As it turned out, I picked the letter “q” in my first group of seven Scrabble tiles. I did not pick a “u” or a blank that I could use as a “u” for the rest of the game. No one else played a “u” that I was able to use either. So, essentially, I played the entire game with six, instead of seven, letters; and lost to my sister. She then made a big show of posting the final score on the refrigerator, just as my dad used to do on the rare occasions when he managed to pull off a win. Need I mention the control necessary on my part to avoid a snit at this point?

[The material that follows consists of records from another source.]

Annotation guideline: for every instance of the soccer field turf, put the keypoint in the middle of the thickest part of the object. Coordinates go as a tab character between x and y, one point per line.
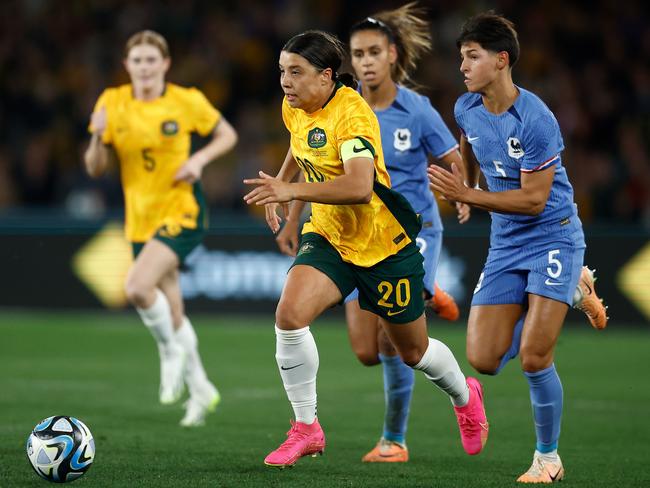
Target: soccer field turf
103	369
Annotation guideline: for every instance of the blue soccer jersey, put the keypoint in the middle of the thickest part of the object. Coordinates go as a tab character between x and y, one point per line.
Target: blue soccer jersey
524	139
411	129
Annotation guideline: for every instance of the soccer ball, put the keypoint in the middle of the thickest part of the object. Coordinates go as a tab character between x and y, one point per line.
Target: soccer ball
61	448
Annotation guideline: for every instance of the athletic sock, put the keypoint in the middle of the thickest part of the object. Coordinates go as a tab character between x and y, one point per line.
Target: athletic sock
195	375
158	319
546	399
440	366
514	346
398	389
297	358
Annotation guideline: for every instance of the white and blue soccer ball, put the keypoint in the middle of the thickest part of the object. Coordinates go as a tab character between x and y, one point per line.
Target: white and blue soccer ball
61	448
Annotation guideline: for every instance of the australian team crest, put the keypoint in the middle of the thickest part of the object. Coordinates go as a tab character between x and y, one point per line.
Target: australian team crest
316	138
514	148
169	127
402	140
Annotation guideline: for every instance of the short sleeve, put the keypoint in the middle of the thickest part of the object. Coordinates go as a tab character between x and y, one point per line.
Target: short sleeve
436	136
458	115
356	122
103	101
541	144
204	116
287	115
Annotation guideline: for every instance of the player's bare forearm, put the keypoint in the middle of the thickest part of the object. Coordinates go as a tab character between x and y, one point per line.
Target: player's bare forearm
511	201
223	140
96	157
470	167
289	168
530	199
352	187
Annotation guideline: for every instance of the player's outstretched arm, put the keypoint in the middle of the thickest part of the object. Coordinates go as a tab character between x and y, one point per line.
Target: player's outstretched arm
463	210
530	199
267	188
98	155
224	138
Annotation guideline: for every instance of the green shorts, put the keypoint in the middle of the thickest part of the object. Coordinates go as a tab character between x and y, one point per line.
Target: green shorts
182	243
392	288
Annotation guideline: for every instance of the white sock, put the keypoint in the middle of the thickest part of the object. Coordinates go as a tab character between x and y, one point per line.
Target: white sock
548	456
297	358
158	319
195	375
577	296
440	366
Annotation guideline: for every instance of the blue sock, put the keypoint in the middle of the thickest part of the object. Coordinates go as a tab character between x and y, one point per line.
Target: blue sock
546	398
514	346
398	388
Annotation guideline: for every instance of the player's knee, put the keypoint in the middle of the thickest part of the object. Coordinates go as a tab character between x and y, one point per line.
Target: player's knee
533	361
136	294
411	357
288	317
483	364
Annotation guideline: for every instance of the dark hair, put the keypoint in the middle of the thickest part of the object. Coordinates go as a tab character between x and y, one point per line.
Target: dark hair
323	50
405	28
493	32
147	37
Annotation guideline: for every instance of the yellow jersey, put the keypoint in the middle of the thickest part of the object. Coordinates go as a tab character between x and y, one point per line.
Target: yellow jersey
152	140
363	234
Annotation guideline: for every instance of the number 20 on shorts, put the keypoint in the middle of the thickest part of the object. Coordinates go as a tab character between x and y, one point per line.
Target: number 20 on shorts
399	294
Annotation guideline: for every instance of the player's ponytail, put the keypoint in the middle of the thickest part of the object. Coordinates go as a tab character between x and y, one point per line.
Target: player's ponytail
347	79
323	50
406	28
147	37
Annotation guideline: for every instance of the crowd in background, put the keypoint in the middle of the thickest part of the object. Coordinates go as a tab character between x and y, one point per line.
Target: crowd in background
589	61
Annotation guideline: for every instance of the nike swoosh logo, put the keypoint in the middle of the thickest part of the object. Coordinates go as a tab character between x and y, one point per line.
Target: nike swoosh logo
390	314
290	367
554	477
551	283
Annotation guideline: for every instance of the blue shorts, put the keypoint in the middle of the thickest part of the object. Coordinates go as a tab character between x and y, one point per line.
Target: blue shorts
549	267
430	243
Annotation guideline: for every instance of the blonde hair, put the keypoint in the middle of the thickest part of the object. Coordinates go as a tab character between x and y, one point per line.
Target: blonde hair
147	37
407	30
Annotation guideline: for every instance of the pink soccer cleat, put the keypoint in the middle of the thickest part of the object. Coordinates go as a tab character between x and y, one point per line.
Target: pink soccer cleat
302	440
472	421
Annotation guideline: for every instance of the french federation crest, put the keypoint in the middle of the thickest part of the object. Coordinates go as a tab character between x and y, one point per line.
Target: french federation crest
316	138
402	140
514	148
169	127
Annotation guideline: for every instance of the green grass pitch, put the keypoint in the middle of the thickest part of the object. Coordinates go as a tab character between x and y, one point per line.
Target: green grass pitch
103	368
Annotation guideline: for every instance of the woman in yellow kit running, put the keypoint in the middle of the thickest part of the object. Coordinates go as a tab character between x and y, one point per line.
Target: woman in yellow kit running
146	127
361	234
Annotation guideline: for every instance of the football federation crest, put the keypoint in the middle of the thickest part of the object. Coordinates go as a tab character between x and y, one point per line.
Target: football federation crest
316	138
514	148
402	140
305	248
169	127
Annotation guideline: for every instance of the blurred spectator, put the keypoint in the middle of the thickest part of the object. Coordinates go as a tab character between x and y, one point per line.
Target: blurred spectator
56	56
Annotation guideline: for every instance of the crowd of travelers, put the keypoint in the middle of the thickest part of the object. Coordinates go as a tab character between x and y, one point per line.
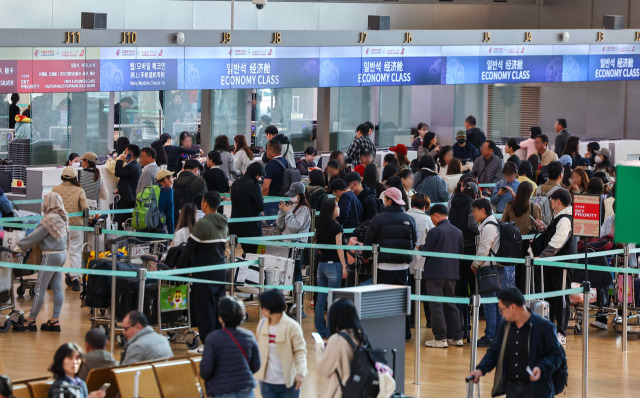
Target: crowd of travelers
452	199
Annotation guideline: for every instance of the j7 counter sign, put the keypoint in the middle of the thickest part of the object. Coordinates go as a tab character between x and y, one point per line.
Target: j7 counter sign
586	215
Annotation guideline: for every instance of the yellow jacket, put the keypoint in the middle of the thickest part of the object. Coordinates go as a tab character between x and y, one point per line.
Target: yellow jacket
291	346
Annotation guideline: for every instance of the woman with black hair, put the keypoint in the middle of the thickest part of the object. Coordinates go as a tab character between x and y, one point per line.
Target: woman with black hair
161	155
65	367
231	354
222	146
332	266
176	153
247	201
429	145
526	216
428	182
389	171
283	351
371	180
337	355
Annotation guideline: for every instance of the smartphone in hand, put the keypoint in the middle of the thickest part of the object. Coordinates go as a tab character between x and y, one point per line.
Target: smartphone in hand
317	338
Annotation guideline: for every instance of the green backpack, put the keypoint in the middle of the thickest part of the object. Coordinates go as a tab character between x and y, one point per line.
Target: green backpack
146	214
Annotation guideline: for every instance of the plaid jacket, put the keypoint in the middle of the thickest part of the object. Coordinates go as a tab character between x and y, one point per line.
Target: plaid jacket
356	148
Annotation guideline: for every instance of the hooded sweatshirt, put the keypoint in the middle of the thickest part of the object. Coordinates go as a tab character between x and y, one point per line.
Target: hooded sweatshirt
206	246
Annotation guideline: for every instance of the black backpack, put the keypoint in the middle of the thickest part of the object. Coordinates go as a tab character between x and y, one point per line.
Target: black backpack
363	380
510	240
182	196
561	375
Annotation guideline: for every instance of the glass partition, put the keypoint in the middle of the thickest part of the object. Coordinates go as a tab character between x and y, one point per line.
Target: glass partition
291	110
395	116
230	114
350	106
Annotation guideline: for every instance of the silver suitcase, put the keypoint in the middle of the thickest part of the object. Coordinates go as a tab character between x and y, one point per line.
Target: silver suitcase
540	306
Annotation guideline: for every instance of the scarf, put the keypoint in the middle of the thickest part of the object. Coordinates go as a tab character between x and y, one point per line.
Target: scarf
55	218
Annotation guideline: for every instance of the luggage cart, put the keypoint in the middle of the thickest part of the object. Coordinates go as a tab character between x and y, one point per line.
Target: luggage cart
7	295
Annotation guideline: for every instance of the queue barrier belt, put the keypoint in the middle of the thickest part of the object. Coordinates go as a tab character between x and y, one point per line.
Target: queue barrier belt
164	275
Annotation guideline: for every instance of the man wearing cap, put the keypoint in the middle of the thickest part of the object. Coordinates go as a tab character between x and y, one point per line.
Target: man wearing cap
74	200
128	172
441	275
149	168
366	158
361	142
393	229
463	150
366	197
164	178
350	207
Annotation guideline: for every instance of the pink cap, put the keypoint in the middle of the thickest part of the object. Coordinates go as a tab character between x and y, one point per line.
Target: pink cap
395	195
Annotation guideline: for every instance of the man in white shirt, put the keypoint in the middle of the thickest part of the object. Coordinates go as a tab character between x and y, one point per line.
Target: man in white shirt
559	241
488	245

I knew at the time that there were some English words in which the “q” was not followed by a “u,” but I had not committed them to memory so I could not use them. That is no longer the case. I opened Janet's Scrabble dictionary and began memorizing the “u-less” “q” words just as soon as the game was finished. I continued studying when I got home and I have discovered that there are quite a few such words. In my research "qi” is the richest find, because it is the only “q” word in the English language that has only two letters, making it a very valuable Scrabble word. My game, and the score sheet, in Naples, Florida would have turned out quite differently had I known the word “qi.”

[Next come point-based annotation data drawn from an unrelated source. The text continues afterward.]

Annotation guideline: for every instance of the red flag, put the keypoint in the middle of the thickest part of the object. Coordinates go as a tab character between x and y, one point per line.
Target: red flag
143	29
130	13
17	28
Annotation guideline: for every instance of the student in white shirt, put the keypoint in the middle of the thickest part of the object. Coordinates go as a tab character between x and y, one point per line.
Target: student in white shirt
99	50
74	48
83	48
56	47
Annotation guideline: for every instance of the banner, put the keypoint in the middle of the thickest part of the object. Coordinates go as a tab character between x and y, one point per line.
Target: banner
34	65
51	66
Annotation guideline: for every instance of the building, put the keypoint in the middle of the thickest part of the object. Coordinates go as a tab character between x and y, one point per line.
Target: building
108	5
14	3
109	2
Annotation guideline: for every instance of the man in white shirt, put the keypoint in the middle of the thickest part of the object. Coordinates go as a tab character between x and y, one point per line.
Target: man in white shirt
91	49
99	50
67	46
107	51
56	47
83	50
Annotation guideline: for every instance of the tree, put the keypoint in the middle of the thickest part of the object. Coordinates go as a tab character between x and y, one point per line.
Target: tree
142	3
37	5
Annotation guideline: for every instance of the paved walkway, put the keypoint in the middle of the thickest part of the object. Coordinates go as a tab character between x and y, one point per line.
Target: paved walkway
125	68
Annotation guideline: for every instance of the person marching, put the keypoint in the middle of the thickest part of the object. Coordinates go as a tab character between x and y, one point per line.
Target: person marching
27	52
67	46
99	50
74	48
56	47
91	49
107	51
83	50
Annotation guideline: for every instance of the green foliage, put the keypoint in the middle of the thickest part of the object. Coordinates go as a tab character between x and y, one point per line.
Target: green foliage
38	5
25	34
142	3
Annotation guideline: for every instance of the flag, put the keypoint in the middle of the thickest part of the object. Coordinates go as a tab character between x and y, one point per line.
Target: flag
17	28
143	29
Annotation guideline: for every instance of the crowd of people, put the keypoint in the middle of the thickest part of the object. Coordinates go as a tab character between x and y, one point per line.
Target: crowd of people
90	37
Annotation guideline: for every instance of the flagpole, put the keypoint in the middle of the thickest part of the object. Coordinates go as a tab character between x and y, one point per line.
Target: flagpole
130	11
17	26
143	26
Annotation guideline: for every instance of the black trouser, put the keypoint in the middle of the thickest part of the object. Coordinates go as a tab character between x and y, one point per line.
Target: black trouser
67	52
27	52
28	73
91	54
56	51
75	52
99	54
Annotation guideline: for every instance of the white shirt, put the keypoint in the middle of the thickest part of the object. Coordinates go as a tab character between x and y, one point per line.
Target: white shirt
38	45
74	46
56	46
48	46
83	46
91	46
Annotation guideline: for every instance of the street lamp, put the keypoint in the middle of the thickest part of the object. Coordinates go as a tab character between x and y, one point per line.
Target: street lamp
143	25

Qi is not a new word, but it is a new word to the English lexicon. I found it in my 2006 on-line Scrabble dictionary. It is considered a new English word of Chinese origin, pronounced “chee.” Actually, “chee” isn’t exactly right, but it is about as close to right as most Western speakers can get.

The Chinese character for qi is a combination of rice and steam. The literal translation is “steam rising from rice as it cooks.” In Chinese thought, qi is the vital force that is inherent in all things. Qi is the “life force” or “spiritual energy,” sometimes translated as “air” or “breath.” In traditional Chinese thought, the steam rising from the boiling rice is actually considered to be the rice’s respiration.

Frankly, I find the concept of “breathing rice” to be a little bit creepy. I’m guessing that most English speakers who use the word aren’t taking it quite so literally. I am comfortable with the idea of qi as it applies to living things, but less so when it is describing inanimate objects such as sticks, stones and rice.

I’m still disappointed that I didn’t get to the Everglades to see the alligators and the mangroves and the “muck” where Hurston’s Janie and Tea Cake planted their beans. Maybe we’ll get there next year, if we can convince Janet to make the Naples book club an annual event. I’m also disappointed about that score sheet on the refrigerator, but it has certainly proved to be a good motivator to get me working on my game and that’s a good thing. Scrabble anyone?

Footnotes:
1. Bobbie, thanks for remembering St. M.M. and Sister Michaelene with me, and caring about it as much as I do. Et cum spiritu tuo. (See comment on clerestory)
2. Colin, thanks for educating me on Jabberwocky. The word chortle was coined by Lewis Carroll in Jabberwocky, just as Emily said it was. Colin informed me that Jabberwocky is a poem in Into the Looking Glass, not a separate work. Sorry, sloppy research on my part. (See: chortle)
3. No solutions to the Thanksgiving Wordoku? Hint: Top left corner is the letter "E." Pete, try unscrambling the word and then solving the puzzle. (See: Wordoku)
4. Please keep the comments coming. They are very much welcome and appreciated.

4 comments:

nancy said...

I introduced the u-less qi to my kids last week during our scrabble games in Guatemala. They accepted it as something I had learned from the scrabble dictionary without a definition, I think, because it is such a terrific addition to the game. Gina was our consistent winner and continuing champion.

Anonymous said...

aaah so your english language are defined by an online scrabble dictionary :D

Anonymous said...

If you play word games a lot the word " QI " is very important. Otherwise it doens't mean a hill of beans, :-)
FYI : I play scrabble and words with friends.

Anonymous said...

I do not like the addition of qi for an actual word. somtimes you just have to live with getting "stuck" with the Q or make an exchage for one of your turns. No scrabble dicitionary when I play Webster is the way to go, keep the game pure. It's so sad that I can't play the word games on my phone because of all of the not actual words that are accepted, it's just frustrating.